Ton marché aux amulettes ne m'a pas
transcendée, soyons clairs. Quelques personnes assises avec, devant
elles, quelques portes bonheur poussiéreux. Je me suis engouffrée
dans une petite rue qui me paraissait plus calme. C'était une
étroite rue résidentielle, et les habitants avaient ouvert leurs
portes. J'ai vu leur quotidien, l'enchevêtrement d'objets cassés,
l'ennui des femmes allongées devant la télé sur un matelas
défoncé. Et moi j'étais là, avec mes Birkenstock et mon appareil
photo, et j'ai pensé que je n'avais rien à faire ici. Le coup
classique de la culpabilité qui nous tombe dessus quand on se sent
un peu voyeur. Je suis allée me réfugier dans le premier temple d'à
côté pour réfléchir un peu. Mais cette fois, assise devant un
tout autre Bouddha, je n'ai pas senti de grande communication entre
nous.
Si ma place n'est pas là, je me suis
dit, si elle n'est pas sur le marché au coin de la rue ni entre les
maisons de cette population abandonnée à deux pas de tes dorures et
de tes fastes, alors je n'ai qu'à faire comme beaucoup et aller me
parquer avec les autres touristes. J'ai donc marché jusqu'à Khao
San Road, déambulant entre des jambes toutes blanches recouvertes de
pantalons thaï, refusant poliment les propositions de tatouage /
tuk-tuk / t-shirt « I love Thaïlande ». Au bout d'une
dizaine de minutes, des étudiants thaïs sont venus m'interviewer et
m'ont demandé ce que je venais chercher sur Khao San Road. J'étais
bien embêtée de la question, je leur ai dit que je ne savais pas.

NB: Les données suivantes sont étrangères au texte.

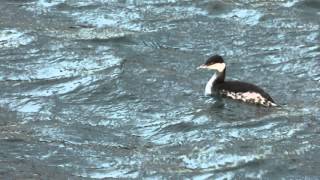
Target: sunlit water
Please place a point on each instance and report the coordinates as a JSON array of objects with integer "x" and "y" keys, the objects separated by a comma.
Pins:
[{"x": 109, "y": 89}]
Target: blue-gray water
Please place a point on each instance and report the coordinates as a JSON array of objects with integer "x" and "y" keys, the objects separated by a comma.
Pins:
[{"x": 109, "y": 89}]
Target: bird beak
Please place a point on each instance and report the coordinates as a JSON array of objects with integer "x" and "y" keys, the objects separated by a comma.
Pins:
[{"x": 203, "y": 66}]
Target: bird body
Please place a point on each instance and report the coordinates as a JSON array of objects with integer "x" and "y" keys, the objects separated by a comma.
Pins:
[{"x": 237, "y": 90}]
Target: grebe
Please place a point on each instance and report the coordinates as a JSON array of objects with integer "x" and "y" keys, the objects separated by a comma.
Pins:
[{"x": 233, "y": 89}]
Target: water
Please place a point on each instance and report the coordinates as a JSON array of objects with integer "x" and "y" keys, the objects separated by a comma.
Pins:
[{"x": 109, "y": 89}]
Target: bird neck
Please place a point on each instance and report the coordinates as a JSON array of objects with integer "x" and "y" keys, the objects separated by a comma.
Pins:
[
  {"x": 216, "y": 78},
  {"x": 220, "y": 77}
]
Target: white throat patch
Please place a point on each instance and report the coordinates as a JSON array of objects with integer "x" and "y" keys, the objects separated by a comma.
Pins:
[
  {"x": 217, "y": 66},
  {"x": 208, "y": 90}
]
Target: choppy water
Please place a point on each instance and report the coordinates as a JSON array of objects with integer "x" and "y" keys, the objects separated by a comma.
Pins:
[{"x": 109, "y": 89}]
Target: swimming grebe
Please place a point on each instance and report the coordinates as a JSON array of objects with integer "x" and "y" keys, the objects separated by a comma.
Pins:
[{"x": 233, "y": 89}]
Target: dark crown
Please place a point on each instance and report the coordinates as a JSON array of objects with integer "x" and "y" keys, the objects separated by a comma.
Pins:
[{"x": 214, "y": 59}]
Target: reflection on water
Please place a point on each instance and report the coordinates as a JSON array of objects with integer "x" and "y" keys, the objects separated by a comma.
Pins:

Un stylo, à la rigueur, vu que j'ai perdu le mien dans l'avion. Ils
ont été un peu déçus.
Alors je suis rentrée directement à
l'auberge, un peu dépitée. J'ai retrouvé Dion, une Canadienne, et
Julien et Romy (pardon si ce n'est pas la bonne orthographe), deux
Belges. La soirée avec eux fut plus agréable que la journée avec
toi. Nous avons discuté, débattu, appris à nous connaître. La
question « Qu'est-ce que tu fais dans la vie ? »
n'est pas venue tout de suite, elle est venue bien bien bien plus
tard. Sans doute parce que pour l'instant, ce qu'on fait, tous, dans
la vie, c'est de discuter autour d'une table avec des inconnus dont
on se sent pourtant incroyablement proches. Le reste, ce qu'on a
laissé dans l'armoire en Occident, n'existe pas trop pour le moment.
Pour le moment.
A 3h du matin, une Chang à la main,
j'ai parlé à Julien de notre problème relationnel, toi et moi.

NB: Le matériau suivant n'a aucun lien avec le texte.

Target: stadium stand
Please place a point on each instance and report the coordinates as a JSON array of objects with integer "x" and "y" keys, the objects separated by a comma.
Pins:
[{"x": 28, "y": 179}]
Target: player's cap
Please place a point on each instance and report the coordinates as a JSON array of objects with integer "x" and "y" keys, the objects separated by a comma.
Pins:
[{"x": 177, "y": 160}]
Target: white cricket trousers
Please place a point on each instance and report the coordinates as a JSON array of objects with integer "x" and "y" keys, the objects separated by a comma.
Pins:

L'impression que, où que je sois avec toi, quelque chose n'irait
pas. Ma place ne serait pas là. Julien est là depuis bien plus
longtemps avec Romy. Il m'a dit de ne pas m'inquiéter. Que ce ne
serait pas toujours comme ça. Qu'il faut un temps d'adaptation. Une
relation se construit sur la durée.
Mais ne t'inquiète pas, Bangkok, je ne
suis pas partie avec un souvenir négatif de toi. Car le lendemain,
tu m'as laissée t'observer et découvrir ta complexité. Je l'avais
déjà bien compris, sur la route pour venir de l'aéroport, en
contemplant cette architecture étrange, ces constructions
éclectiques qui semblent s’emboîter dans le moindre espace qui
leur est laissé, sans soucis d'harmonie ou même de praticité. Je
l'ai compris en louant avec mes trois nouveaux compagnons un petit
bateau qui nous a emmenés voir les khlongs,
les canaux inaccessibles autrement. Cette promenade, c'était comme
voir l'envers du décor. En réalité, c'est réellement l'envers du
décor. Les dos des maisons s'alignent sur les pilotis sur lesquels
elles sont construites. Certaines, au bord de l'effondrement,
s'alternent avec des habitats plus cossus. Des hommes pêchent, des
enfants nous font des signe et se marrent quand on leur répond, des
femmes récupèrent des objets dans l'eau avec de longues perches. Et
c'était beau de te voir comme ça. Pas jolie, pas
pittoresque, pas
mignon, mais beau
d'être là avec toi à observer les rouages de ton fonctionnement.
* En sortant des khlongs *
Je ne
te mentirai pas : j'ai été heureuse de te quitter pour partir
à Ayutthaya avec Dion, au bout de seulement trois jours passés
ensemble. Mais ces trois jours m'ont paru durer des semaines,
tellement ta myriades de choses et de sensations m'ont donné
l'impression d'avoir huit yeux.
Je
retiens quand même cette petite blague que tu m'auras faite, la
dernière nuit, comme un dernier pied de nez, en « fermant
China Town » alors que Dion et Anne, encore une autre
Française, avions prévu de s'y faire une ladies' night. Je ne
savais même pas qu'on pouvait fermer China Town. Mais pour le jour
de la naissance du Bouddha, apparemment, si. Mais c'est sans
rancune : on a quand même fait notre ladies' night dans un
restau au bord de l'eau, avec des lampions et un groupe qui faisait
de la chouette musique. Mais vraiment, je le prends comme une blague,
pas un affront.
Allez,
je ne reviendrai pas de si tôt. Mais promis, à mon prochain
passage, je passerai quand même te claquer la bise.